Wellspring of Scripture

 

Year B: Trinity Sunday

First Reading: Deuteronomy 4: 32-34, 39-40
 

For most of the cultures of Moses’ day, gods were either carved idols or beings very like humans but with divine attributes. In today’s Reading, Moses shows the people that our God is infinitely greater than anything anyone could create or imagine. He speaks of the majesty of God - the power of God - the signs and wonders worked by God to bring an enslaved people to freedom, ready to form a new consecrated nation - a priestly people.

When we sign ourselves with the Sign of the Cross, we speak of Father, Son and Spirit. Jesus spent much of His ministry encouraging people into a new, closer relationship with God as our Father. This intimacy and render relationship corrects the image some people have of a vengeful God eager to punish the slightest misdemeanour.

 

But Jesus did not intend to substitute a gentle and tender God for the God who brought the Israelites out from Egypt - and who led them through the desert. For Jesus, the compassion and tender care of God was simply another aspect of the love of God. The laws and commandments of God were not designed to limit His people but were to provide a framework in which His people could live in harmony and mutual respect and concern.

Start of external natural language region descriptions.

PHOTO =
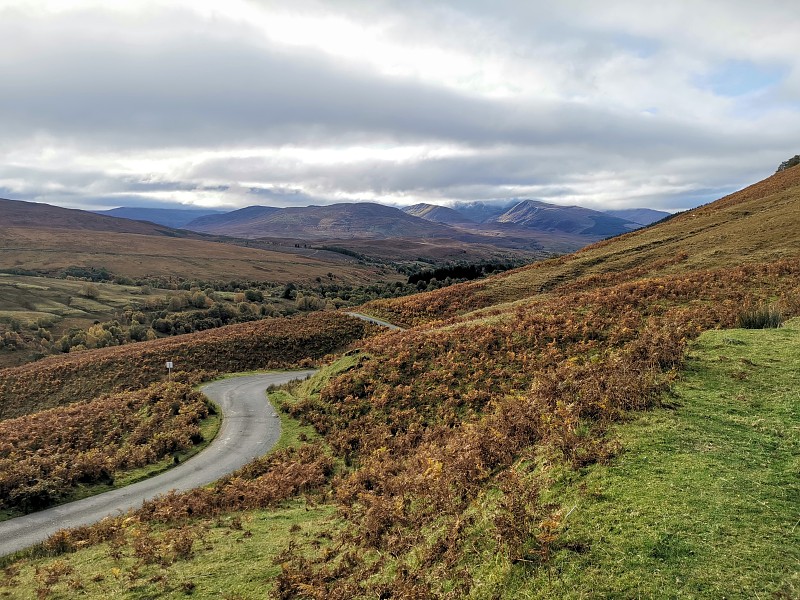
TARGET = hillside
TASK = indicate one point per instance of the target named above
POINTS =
(564, 219)
(758, 224)
(230, 220)
(336, 221)
(43, 239)
(169, 217)
(640, 216)
(437, 214)
(483, 451)
(16, 213)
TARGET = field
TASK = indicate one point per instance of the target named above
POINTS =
(141, 256)
(541, 433)
(61, 454)
(271, 343)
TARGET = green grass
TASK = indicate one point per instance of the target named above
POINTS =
(232, 557)
(209, 427)
(703, 502)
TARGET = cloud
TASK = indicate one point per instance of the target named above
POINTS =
(606, 104)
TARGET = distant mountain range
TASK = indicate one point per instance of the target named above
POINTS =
(541, 216)
(357, 220)
(169, 217)
(642, 216)
(367, 220)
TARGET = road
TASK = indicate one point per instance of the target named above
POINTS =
(250, 427)
(364, 317)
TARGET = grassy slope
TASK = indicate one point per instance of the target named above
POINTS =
(209, 427)
(705, 499)
(137, 255)
(702, 503)
(233, 556)
(757, 224)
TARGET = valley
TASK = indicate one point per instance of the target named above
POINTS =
(523, 435)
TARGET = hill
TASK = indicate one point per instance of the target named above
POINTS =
(640, 216)
(233, 219)
(365, 220)
(16, 213)
(43, 239)
(564, 219)
(169, 217)
(756, 225)
(465, 456)
(437, 214)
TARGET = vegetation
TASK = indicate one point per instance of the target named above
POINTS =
(43, 316)
(761, 317)
(46, 457)
(788, 164)
(520, 440)
(276, 343)
(703, 501)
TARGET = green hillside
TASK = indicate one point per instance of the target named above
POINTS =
(542, 433)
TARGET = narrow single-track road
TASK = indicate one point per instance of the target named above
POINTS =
(250, 427)
(369, 319)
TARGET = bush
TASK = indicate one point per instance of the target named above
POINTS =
(762, 317)
(788, 164)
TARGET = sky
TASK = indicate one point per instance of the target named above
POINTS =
(612, 104)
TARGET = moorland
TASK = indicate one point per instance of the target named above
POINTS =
(616, 422)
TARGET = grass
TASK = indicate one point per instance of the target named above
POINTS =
(209, 427)
(233, 557)
(704, 501)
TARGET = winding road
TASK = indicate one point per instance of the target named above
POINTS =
(369, 319)
(250, 427)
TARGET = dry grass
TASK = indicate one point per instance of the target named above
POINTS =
(136, 256)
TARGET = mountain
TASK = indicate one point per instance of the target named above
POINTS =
(437, 214)
(565, 219)
(232, 219)
(482, 211)
(16, 213)
(43, 239)
(640, 216)
(169, 217)
(354, 220)
(756, 225)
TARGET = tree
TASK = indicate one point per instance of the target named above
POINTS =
(788, 164)
(90, 291)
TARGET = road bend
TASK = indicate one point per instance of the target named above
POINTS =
(250, 427)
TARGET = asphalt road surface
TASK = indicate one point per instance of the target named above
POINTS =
(250, 427)
(369, 319)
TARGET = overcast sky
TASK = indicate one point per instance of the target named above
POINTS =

To choose to live in accordance with such laws was to choose a lifestyle which would lead to life and to prosperity.

 

Even though we often fall short of the ideals we want to uphold, it does no harm to call them to mind from time to time - and to stand in awe and wonder that the God whose voice resounds “from one end of heaven to the other” is the same voice which speaks words of love in the depths of our beings.

 

What does it mean for me?

Waterlily Spend time reflecting on the awesome majesty of God.